About agent_data.agents. The agents map declares the topology of the agent system under evaluation: it is keyed by agent ID, and each entry carries that agent's configuration — agent_type, description, instruction, tools (the function declarations the agent may call, in the same shape used by google.genai.types.Tool), and sub_agents. Each event's author is either "user" or an agent ID present in this map, which is how multi-agent systems attribute responses and tool calls to the correct sub-agent during grading. The tools block lets graders check that the agent picked the right tool with sensible arguments, so include it whenever your agent has callable tools. For a single-agent project you can declare just one entry as shown above; for multi-agent systems, list each agent and use sub_agents to express the topology. The values shown here are illustrative — adapt them to your project.

eval generate will run the agent against this history and append its reply as the next agent event, producing a populated trace ready for eval grade.

If your old case had final_response set on the last turn (the one being graded) to express a gold answer, that's a different concept — put it on a top-level reference field rather than mixing it into agent_data.turns. Past actual responses go into the turn history; the target answer for the final user message goes into reference.


Step-by-Step Conversion

For a single file tests/eval/evalsets/basic.evalset.json:

  1. Create the new directory: mkdir -p tests/eval/datasets.
  2. Copy the file: cp tests/eval/evalsets/basic.evalset.json tests/eval/datasets/basic-dataset.json.
  3. Open tests/eval/datasets/basic-dataset.json in your editor.
  4. Delete eval_set_id, name, and description from the top level.
  5. For each entry under eval_cases, rename eval_id to eval_case_id, then pick Shape A or Shape B:
    • Single-turn (Shape A): Move the only turn's user_content out to a top-level prompt, adding "role": "user". Delete the conversation array and session_input block.
    • Multi-turn (Shape B): Declare your agent topology in agent_data.agents (a map of agent ID to its AgentConfig), then build an agent_data.turns[0].events list whose last entry is the user message you want the agent to respond to. Convert each prior turn's user_content into an event with author: "user" (role: "user") and any recorded agent response into an event whose author is the responding agent's ID (role: "model"). Delete the conversation array and session_input block; do not set a top-level prompt for Shape B.
  6. Save and verify with agents-cli eval generate — it should find the file automatically.

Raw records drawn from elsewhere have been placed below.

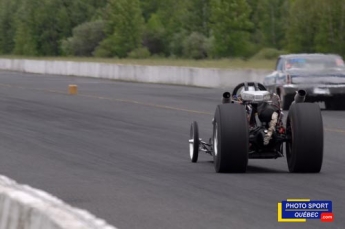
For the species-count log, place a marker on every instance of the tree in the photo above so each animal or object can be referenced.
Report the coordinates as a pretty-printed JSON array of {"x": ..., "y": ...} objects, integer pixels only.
[
  {"x": 230, "y": 27},
  {"x": 124, "y": 25},
  {"x": 8, "y": 10}
]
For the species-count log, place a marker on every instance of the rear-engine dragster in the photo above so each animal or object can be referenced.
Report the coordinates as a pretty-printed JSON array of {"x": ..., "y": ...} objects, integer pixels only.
[{"x": 249, "y": 125}]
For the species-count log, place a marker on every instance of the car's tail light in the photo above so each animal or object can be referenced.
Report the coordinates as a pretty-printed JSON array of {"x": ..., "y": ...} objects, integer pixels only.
[{"x": 288, "y": 79}]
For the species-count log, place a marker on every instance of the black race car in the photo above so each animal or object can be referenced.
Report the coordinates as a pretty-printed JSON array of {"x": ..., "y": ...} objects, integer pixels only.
[{"x": 247, "y": 125}]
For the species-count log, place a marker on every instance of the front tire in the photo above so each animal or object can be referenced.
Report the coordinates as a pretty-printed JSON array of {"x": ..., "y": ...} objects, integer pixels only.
[
  {"x": 286, "y": 101},
  {"x": 230, "y": 139},
  {"x": 304, "y": 151}
]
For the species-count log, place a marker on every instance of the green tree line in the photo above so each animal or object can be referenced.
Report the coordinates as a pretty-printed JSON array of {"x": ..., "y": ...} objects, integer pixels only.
[{"x": 195, "y": 29}]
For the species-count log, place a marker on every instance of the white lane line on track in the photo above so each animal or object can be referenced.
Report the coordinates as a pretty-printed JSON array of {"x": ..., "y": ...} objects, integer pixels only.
[{"x": 134, "y": 102}]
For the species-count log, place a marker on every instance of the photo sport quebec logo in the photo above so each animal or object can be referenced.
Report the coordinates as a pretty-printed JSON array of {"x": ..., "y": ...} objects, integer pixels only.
[{"x": 301, "y": 210}]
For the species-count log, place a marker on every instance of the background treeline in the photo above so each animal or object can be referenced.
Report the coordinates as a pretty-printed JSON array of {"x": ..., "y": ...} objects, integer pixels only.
[{"x": 195, "y": 29}]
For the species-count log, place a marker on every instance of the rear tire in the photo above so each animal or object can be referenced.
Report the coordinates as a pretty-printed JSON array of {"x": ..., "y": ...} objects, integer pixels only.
[
  {"x": 304, "y": 126},
  {"x": 194, "y": 142},
  {"x": 230, "y": 139}
]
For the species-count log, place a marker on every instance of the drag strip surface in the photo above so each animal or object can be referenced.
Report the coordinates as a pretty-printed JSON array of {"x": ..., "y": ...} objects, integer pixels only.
[{"x": 120, "y": 150}]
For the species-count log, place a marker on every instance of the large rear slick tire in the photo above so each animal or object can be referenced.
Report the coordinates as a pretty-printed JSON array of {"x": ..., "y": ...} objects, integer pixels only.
[
  {"x": 304, "y": 126},
  {"x": 230, "y": 139}
]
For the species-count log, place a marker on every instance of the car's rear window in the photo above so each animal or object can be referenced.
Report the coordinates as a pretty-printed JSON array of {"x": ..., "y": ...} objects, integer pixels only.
[{"x": 313, "y": 63}]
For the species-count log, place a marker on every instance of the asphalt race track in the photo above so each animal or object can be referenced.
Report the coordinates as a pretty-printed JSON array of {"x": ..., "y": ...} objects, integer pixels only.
[{"x": 120, "y": 151}]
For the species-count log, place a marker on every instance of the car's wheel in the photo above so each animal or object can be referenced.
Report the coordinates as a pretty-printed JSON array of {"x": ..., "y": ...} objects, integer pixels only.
[
  {"x": 304, "y": 150},
  {"x": 194, "y": 142},
  {"x": 230, "y": 139},
  {"x": 286, "y": 101}
]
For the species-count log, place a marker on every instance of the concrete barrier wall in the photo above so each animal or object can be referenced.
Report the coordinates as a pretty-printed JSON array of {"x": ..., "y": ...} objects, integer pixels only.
[
  {"x": 202, "y": 77},
  {"x": 23, "y": 207}
]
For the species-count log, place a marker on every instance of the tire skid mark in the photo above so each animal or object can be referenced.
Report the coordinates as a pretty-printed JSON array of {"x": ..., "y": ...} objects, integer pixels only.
[{"x": 134, "y": 102}]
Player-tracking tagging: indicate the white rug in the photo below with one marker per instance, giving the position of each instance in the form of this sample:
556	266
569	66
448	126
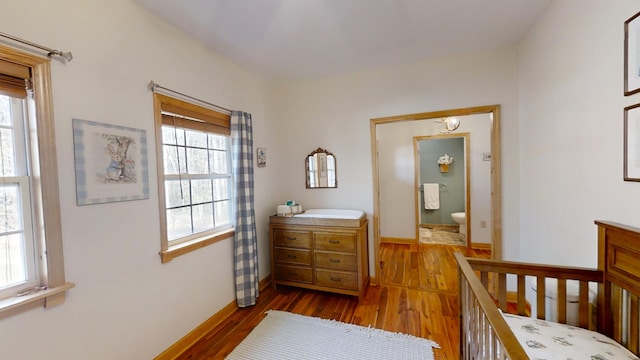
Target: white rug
282	335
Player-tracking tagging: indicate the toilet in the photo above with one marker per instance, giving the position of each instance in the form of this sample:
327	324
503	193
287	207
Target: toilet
460	219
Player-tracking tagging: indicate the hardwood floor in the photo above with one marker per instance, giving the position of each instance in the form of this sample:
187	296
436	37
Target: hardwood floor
417	295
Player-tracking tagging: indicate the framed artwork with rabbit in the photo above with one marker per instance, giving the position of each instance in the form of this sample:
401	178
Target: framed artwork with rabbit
110	162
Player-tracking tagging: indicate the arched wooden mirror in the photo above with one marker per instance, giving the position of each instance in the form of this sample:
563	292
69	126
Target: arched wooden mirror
320	167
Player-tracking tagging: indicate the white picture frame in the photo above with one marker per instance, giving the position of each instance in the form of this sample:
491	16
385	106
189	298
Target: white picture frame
632	143
110	163
632	55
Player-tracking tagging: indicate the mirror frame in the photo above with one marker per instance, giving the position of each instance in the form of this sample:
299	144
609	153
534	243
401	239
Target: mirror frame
306	168
496	182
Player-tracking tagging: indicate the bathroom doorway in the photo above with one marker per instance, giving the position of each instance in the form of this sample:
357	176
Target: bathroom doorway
442	188
394	184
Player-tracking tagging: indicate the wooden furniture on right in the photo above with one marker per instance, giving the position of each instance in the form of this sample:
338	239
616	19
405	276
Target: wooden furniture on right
485	333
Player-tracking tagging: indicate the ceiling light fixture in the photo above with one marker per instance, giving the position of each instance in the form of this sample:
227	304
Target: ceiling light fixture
450	124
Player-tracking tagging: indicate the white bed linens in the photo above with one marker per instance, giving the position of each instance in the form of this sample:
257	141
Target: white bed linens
550	340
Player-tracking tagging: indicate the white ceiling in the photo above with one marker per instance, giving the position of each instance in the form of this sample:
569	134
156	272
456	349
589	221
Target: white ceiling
310	39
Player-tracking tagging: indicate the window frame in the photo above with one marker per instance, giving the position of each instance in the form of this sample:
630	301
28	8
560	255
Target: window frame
206	120
45	205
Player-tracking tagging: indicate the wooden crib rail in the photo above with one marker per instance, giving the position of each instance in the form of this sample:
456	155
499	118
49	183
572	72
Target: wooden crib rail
500	269
484	334
483	285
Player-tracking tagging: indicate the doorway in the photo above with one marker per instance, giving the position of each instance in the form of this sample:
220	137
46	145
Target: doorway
394	187
443	189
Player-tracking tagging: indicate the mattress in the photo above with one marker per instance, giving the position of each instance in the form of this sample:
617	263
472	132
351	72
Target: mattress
549	340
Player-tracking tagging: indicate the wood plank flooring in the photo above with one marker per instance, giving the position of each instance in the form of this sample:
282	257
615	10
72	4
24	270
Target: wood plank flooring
417	295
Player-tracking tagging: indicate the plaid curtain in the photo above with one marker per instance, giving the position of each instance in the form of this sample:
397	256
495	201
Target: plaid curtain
245	242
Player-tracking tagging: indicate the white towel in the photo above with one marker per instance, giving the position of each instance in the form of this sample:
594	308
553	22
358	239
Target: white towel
431	196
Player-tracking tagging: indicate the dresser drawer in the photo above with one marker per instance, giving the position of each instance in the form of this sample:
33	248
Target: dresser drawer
342	280
295	239
335	241
336	261
290	256
293	273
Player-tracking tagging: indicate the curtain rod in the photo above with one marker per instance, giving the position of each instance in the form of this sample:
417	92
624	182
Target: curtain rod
153	86
50	52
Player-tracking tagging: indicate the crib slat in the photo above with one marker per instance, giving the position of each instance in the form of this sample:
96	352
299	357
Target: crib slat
484	278
583	308
522	300
502	291
541	290
633	324
562	301
616	313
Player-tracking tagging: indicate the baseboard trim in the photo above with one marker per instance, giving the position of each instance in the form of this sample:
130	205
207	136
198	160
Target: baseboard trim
203	329
398	240
481	246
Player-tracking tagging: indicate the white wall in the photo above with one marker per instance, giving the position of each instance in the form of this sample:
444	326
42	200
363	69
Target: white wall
335	114
126	304
571	131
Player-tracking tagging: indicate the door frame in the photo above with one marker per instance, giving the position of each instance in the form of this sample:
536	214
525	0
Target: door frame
496	184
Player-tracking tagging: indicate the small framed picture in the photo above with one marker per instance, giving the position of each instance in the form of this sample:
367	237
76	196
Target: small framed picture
632	55
110	161
632	143
262	157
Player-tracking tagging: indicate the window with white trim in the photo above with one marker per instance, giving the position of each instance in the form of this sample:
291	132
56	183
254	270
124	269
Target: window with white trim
31	260
194	173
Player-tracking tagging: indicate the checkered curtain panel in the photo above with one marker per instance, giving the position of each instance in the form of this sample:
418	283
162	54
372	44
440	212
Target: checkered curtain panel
245	242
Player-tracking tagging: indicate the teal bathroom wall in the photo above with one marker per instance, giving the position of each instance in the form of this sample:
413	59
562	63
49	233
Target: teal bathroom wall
452	196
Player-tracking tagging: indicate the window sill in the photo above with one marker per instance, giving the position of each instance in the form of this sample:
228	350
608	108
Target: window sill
46	298
184	248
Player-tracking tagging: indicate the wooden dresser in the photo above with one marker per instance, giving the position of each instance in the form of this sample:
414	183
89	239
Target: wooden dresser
320	254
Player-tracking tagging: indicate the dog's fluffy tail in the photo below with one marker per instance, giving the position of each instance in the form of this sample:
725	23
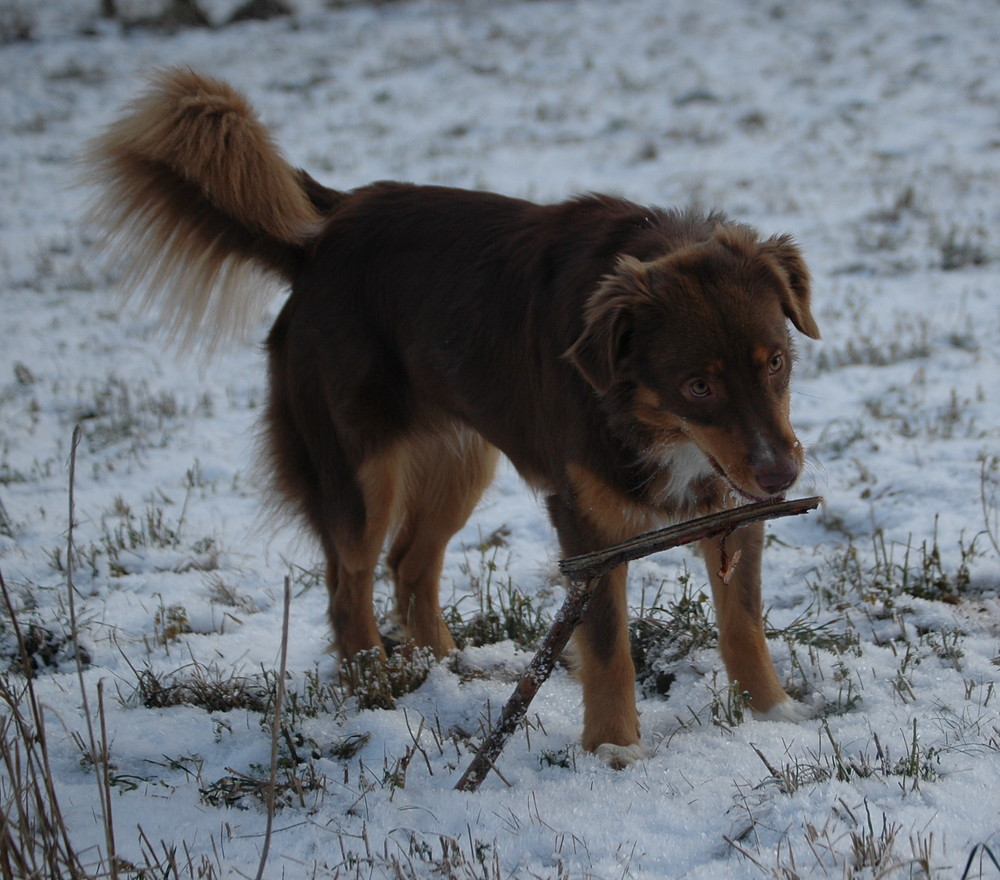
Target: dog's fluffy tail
199	206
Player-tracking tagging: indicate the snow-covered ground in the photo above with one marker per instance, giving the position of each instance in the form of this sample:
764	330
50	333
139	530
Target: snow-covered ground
870	130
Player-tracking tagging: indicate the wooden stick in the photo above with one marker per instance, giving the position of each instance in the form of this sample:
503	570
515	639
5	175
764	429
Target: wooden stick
584	573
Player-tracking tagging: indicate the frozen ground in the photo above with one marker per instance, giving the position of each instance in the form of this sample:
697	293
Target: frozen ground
869	130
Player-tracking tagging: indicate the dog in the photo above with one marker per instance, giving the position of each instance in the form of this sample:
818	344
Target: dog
633	363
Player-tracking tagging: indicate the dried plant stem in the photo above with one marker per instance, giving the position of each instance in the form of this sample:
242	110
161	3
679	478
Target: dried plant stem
279	702
584	573
99	757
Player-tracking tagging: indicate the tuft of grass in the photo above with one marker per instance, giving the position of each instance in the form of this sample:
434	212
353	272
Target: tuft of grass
668	630
891	571
377	682
208	687
503	612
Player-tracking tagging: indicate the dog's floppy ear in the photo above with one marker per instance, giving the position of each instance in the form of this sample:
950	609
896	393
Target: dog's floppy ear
604	342
786	257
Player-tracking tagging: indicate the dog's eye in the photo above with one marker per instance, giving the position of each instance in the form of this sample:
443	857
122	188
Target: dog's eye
699	388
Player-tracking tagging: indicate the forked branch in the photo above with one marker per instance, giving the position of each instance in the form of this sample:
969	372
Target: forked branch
584	573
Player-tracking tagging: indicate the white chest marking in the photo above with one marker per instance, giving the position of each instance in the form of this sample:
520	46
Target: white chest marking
688	465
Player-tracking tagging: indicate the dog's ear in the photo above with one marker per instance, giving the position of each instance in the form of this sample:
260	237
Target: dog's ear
786	257
604	343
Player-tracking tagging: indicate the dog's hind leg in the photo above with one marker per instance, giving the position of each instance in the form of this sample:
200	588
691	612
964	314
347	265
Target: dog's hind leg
444	476
353	553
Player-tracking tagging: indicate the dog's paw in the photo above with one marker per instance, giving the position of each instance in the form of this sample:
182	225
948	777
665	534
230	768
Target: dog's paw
787	710
620	757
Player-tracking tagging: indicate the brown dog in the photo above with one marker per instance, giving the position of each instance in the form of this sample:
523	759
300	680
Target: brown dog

When everything works, delete the old tests/eval/evalsets/ directory.

Multiple Files

Repeat the steps above for each *.evalset.json. Filenames in tests/eval/datasets/ should follow the *-dataset.json convention (so flight_booking.evalset.json becomes flight_booking-dataset.json).


Verifying

agents-cli eval generate

If you used the default name (basic-dataset.json), eval generate picks it up automatically. For other filenames:

agents-cli eval generate --dataset tests/eval/datasets/your-file-dataset.json

A successful run produces a populated traces file you can pass to agents-cli eval grade.